James Borrego va pourtant vite saisir qu’en dépit de l’arrivée de Rozier, Graham se doit d’intégrer le 5 de départ. Seul joueur de l’équipe à avoir un ratio positif sur le terrain en début de saison (10 premiers matchs), le choix s’impose. Avec son excellent début de saison, Charlotte s’avère plus difficile à manier qu’il n’y paraissait et le joueur gagne en confiance. Alors qu’il avait toujours évolué autour des 40% derrière l’arc en NCAA, sa première saison était une véritable bévue dans cet exercice. En trouvant ses marques, il redevient létal de loin et ouvre le jeu pour son équipe. En outre, on retrouve des gestes qu’il semble avoir observés de ses anciens coéquipiers jusqu’à les intégrer. Des tirs à 3 points en sortie d’écran, qui sont sans rappeler ceux de Kemba, ou un floater qu’il utilise parfois, marque de fabrique de Tony Parker, Graham s’est comporté en véritable éponge.
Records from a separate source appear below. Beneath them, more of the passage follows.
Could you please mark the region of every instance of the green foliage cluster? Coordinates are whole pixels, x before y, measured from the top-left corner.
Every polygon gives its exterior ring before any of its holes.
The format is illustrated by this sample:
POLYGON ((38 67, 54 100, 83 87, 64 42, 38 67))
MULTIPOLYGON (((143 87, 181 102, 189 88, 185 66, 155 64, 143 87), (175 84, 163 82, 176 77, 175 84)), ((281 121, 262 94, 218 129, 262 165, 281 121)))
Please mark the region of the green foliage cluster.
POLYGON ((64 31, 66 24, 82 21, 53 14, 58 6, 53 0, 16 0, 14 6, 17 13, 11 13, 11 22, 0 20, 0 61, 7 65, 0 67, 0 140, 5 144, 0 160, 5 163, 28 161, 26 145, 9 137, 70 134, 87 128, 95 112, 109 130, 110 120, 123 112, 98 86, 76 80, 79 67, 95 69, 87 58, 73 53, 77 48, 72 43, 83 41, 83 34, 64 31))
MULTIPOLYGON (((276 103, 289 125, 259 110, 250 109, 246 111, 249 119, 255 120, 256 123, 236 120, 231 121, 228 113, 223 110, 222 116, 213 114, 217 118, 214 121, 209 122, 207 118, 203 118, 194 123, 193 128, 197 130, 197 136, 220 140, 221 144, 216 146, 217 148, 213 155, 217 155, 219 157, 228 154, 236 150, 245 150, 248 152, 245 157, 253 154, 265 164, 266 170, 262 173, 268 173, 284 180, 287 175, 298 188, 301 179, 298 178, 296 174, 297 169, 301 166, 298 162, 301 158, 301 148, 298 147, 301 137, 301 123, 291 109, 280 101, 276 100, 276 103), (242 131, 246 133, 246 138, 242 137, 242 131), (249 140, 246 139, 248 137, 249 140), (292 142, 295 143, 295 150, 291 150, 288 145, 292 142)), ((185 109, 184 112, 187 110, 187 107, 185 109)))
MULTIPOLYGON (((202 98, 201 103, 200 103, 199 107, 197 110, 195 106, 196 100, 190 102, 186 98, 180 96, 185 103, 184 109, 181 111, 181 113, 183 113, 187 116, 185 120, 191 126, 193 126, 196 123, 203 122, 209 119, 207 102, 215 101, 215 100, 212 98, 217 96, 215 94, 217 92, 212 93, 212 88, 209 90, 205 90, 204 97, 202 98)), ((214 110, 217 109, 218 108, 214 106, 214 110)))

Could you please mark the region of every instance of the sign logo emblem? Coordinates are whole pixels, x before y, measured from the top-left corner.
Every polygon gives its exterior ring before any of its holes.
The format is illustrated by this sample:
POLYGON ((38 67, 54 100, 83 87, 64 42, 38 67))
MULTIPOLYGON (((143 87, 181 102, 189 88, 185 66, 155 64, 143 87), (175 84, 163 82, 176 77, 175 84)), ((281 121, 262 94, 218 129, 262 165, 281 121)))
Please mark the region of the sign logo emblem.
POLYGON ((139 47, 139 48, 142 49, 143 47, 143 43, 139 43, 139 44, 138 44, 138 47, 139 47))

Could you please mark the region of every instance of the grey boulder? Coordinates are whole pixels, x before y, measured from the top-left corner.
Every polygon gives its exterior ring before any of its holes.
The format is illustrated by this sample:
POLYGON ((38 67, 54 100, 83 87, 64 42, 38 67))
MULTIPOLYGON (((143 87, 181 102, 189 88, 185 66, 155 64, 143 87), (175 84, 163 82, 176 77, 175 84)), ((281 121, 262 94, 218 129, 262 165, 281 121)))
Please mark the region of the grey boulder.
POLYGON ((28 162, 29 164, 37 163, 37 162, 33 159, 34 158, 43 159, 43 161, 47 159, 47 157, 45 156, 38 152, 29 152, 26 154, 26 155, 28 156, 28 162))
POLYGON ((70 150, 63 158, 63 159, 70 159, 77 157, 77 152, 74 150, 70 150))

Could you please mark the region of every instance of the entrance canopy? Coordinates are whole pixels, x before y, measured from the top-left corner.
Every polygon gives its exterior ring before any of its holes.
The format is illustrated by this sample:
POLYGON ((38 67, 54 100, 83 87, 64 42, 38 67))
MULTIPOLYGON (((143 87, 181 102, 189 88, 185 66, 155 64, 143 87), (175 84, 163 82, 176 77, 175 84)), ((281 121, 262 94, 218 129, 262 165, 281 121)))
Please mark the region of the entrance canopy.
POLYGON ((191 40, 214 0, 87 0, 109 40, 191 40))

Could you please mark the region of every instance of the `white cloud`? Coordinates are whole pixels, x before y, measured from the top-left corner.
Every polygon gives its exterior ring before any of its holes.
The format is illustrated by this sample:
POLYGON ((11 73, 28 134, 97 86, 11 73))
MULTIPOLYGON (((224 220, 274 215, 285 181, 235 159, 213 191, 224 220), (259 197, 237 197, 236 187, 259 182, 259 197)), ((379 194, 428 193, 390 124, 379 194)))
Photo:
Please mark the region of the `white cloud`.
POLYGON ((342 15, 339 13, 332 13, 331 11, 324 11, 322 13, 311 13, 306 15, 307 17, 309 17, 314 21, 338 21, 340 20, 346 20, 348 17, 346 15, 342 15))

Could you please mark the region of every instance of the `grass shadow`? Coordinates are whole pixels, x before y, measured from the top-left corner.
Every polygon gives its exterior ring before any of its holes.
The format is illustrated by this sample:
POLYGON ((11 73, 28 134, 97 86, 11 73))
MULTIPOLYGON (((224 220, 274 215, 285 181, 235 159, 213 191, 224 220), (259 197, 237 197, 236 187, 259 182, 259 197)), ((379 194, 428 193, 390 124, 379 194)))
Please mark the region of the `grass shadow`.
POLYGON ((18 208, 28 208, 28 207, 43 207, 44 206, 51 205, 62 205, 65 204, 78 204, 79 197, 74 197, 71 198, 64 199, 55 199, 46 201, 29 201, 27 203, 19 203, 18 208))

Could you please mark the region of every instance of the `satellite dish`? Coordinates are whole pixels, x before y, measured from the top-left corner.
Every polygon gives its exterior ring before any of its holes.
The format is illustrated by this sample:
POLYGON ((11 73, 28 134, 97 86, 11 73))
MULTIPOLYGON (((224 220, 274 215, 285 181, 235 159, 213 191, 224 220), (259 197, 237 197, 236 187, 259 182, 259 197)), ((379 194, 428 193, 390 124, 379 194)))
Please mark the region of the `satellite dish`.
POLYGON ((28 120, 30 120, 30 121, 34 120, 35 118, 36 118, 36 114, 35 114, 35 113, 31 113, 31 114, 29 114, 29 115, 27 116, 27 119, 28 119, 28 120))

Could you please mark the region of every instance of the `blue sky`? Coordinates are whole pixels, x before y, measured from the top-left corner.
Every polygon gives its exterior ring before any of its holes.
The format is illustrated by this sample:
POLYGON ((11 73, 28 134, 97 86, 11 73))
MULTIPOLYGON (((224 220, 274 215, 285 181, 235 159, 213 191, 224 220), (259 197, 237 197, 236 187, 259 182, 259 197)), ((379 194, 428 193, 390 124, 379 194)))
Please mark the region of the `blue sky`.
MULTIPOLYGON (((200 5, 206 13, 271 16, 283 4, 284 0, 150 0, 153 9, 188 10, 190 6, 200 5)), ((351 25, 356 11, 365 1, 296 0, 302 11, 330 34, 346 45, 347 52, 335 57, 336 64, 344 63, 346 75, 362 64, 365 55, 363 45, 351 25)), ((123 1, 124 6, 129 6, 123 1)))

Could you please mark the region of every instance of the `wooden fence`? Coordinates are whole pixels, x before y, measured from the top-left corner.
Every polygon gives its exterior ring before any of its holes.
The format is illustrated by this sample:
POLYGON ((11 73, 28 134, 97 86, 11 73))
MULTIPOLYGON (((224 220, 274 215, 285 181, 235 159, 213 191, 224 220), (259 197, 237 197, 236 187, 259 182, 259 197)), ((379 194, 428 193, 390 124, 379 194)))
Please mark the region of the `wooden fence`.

Car s’il n’a pas modifié sa routine d’entraînement, il s’est forcé à ajouter plusieurs marques de fabrique de ses illustres coéquipiers pour gonfler son jeu.
Maintenant que place lui est faite, le joueur semble à même de faire le même chantier qu’en NCAA – et les chiffres parlent d’eux-même. 19,3pts à 38,5% au tir dont 40,6 à 3 points et 7,5 passes décisives de moyenne. Côté records en carrière, le joueur commence à se faire une place de choix. Entre ses 10 tirs marqués à 3 points contre les Warriors, ses 40 points une semaine plus tard pour dominer les Nets ou ses 15 passes décisives face aux Pistons, le joueur fait parler de lui. Au point d’être mentionné pour un titre de MIP, trophée rarement accordé aux joueurs de seconde année.
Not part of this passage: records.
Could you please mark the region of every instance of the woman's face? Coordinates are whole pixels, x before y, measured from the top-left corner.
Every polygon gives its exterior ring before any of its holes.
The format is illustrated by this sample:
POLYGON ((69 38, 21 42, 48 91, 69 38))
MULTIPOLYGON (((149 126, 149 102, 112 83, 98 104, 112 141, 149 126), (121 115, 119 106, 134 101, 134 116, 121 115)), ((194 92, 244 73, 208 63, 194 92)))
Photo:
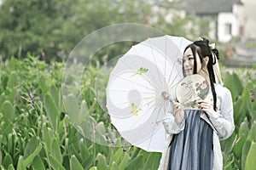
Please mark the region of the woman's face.
POLYGON ((196 56, 194 56, 191 48, 189 48, 185 51, 183 56, 183 67, 187 76, 193 74, 195 57, 196 58, 196 73, 198 73, 202 68, 198 54, 196 53, 196 56))

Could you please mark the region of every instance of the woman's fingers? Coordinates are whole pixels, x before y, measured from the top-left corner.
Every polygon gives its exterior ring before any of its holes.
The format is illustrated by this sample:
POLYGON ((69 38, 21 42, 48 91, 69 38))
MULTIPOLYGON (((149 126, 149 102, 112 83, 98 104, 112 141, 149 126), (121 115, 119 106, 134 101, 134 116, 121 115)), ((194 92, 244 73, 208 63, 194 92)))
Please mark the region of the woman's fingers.
POLYGON ((205 100, 199 100, 198 104, 199 104, 199 109, 201 109, 201 110, 207 111, 211 108, 211 104, 205 100))

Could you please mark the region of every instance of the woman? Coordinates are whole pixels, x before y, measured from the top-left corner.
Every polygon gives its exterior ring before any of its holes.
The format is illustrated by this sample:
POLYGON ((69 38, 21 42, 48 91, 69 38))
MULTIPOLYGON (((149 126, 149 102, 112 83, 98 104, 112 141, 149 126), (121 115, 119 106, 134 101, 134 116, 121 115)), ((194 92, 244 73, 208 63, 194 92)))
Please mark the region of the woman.
POLYGON ((185 48, 183 71, 184 76, 199 74, 206 78, 213 102, 199 100, 197 110, 185 110, 172 102, 174 110, 164 122, 169 136, 159 169, 223 169, 219 139, 234 131, 233 103, 230 90, 222 86, 218 52, 208 43, 201 38, 185 48))

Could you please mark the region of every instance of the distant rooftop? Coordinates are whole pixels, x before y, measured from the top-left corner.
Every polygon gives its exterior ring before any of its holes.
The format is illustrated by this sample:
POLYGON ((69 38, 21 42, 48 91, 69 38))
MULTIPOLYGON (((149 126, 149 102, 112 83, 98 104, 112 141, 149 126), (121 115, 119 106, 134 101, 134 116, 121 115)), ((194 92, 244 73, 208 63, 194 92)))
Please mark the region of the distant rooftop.
POLYGON ((234 4, 242 4, 241 0, 187 0, 186 12, 195 14, 218 14, 232 12, 234 4))

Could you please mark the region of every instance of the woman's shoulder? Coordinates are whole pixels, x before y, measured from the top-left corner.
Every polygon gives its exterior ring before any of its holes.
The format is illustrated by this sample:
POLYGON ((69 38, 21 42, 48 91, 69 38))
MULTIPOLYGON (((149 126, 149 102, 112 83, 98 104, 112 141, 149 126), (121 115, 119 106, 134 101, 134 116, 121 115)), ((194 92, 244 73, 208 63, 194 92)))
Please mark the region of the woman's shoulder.
POLYGON ((215 90, 218 95, 231 95, 230 90, 228 88, 221 86, 219 84, 215 86, 215 90))

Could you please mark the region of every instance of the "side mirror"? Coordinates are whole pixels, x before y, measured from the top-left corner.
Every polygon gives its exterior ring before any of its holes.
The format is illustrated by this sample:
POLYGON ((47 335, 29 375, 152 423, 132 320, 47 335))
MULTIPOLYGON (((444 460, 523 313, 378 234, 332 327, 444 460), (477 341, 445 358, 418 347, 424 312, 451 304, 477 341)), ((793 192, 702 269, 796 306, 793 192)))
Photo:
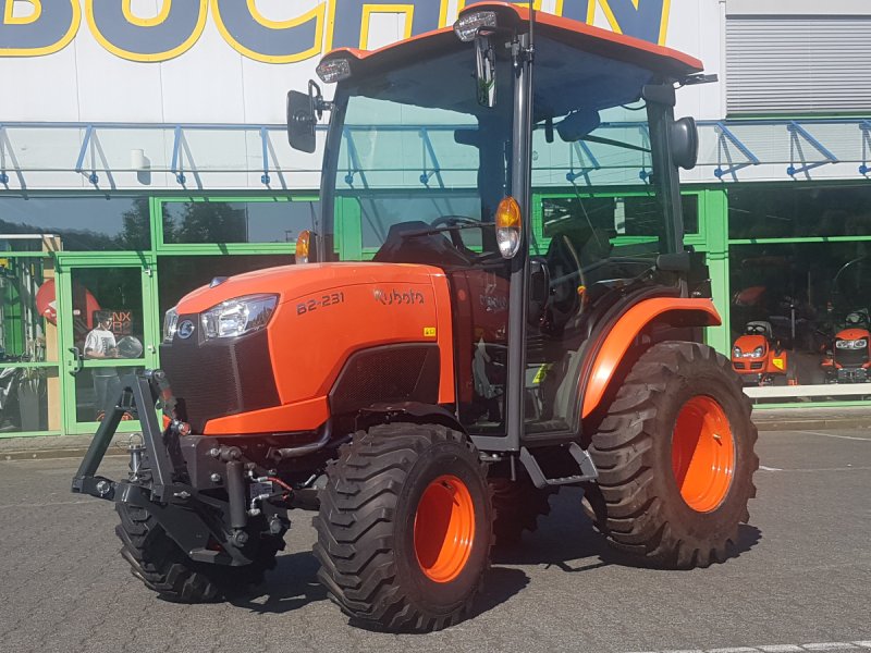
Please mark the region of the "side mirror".
POLYGON ((691 118, 682 118, 668 126, 672 161, 684 170, 692 170, 699 160, 699 130, 691 118))
POLYGON ((308 95, 297 90, 287 93, 287 140, 292 148, 309 155, 315 151, 315 125, 324 109, 332 109, 332 103, 323 100, 315 82, 309 81, 308 95))
POLYGON ((487 36, 475 37, 475 82, 478 87, 478 103, 481 107, 495 107, 496 53, 487 36))
POLYGON ((287 93, 287 140, 293 149, 315 151, 315 111, 311 98, 298 90, 287 93))

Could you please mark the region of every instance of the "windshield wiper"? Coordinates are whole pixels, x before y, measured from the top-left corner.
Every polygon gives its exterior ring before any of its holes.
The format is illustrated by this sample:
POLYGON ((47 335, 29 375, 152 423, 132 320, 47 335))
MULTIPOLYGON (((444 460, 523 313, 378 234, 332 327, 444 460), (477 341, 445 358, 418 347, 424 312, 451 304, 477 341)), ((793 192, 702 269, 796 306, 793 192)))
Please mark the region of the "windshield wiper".
MULTIPOLYGON (((489 223, 487 223, 489 224, 489 223)), ((432 226, 430 229, 417 229, 417 230, 408 230, 400 232, 400 235, 403 238, 415 238, 418 236, 431 236, 434 234, 440 234, 446 231, 459 231, 463 229, 481 229, 486 226, 483 222, 479 222, 478 224, 445 224, 444 226, 432 226)))
POLYGON ((590 134, 587 134, 587 136, 581 136, 579 140, 587 140, 589 143, 601 143, 602 145, 613 145, 614 147, 622 147, 624 149, 630 149, 637 152, 647 152, 647 153, 652 152, 652 150, 649 147, 641 147, 640 145, 624 143, 623 140, 614 140, 613 138, 605 138, 604 136, 592 136, 590 134))

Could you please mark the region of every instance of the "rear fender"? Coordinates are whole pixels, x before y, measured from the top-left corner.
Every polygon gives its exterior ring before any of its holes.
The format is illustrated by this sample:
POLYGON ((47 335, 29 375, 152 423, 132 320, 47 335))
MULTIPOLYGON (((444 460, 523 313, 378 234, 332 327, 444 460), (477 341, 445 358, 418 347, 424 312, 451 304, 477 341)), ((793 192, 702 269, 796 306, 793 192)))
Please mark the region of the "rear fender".
POLYGON ((372 404, 360 410, 360 419, 357 427, 368 428, 390 421, 442 424, 461 433, 466 432, 456 416, 447 408, 437 404, 422 404, 419 402, 372 404))
POLYGON ((599 407, 626 353, 638 335, 654 322, 673 326, 716 326, 722 321, 710 299, 657 297, 633 306, 617 319, 593 353, 586 386, 581 389, 581 418, 599 407))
Les observateurs ne s’y méprennent pourtant pas : la performance réalisée par le joueur est aussi impressionnante que le joueur était inattendu. Certes, sa capacité à finir près du cercle ou à mi-distance (25% au tir seulement !) reste encore famélique, mais la capacité du meneur à s’adapter à l’adversaire reste intacte, même face à des joueurs beaucoup plus athlétiques qu’à l’échelle universitaire. En outre, sa rapide éclosion permet à James Borrego de compenser une réelle faiblesse annoncée de l’équipe. Alors que les Hornets semblaient en déficit de créateurs balle en main, le head coach peut finalement débuter les rencontres avec deux ball-handler, alignant Rozier et Graham sur les lignes arrières. Une paire, certes, de petite taille, mais qui pousse les équipes adverses à s’adapter. D’autant que le sang froid du jeune joueur semble déjà respecté par les défenses adverses. En effet, même dans des soirées difficiles, Devonte’ est toujours capable de prendre les tirs importants pour aider son équipe. Comment ? Comme face au Jazz, pas plus tard que le week-end dernier, où le meneur, malgré une maladresse générale, redonne l’espoir à son équipe d’un énorme 3 points en dépit de l’immense main de Rudy Gobert devant son visage.
Et si la victoire ne fut pas au bout cette fois, on ne pourra pas lui reprocher de ne pas avoir déjà fait la décision en la faveur des siens. Comme face à Indiana. Ou aux Knicks.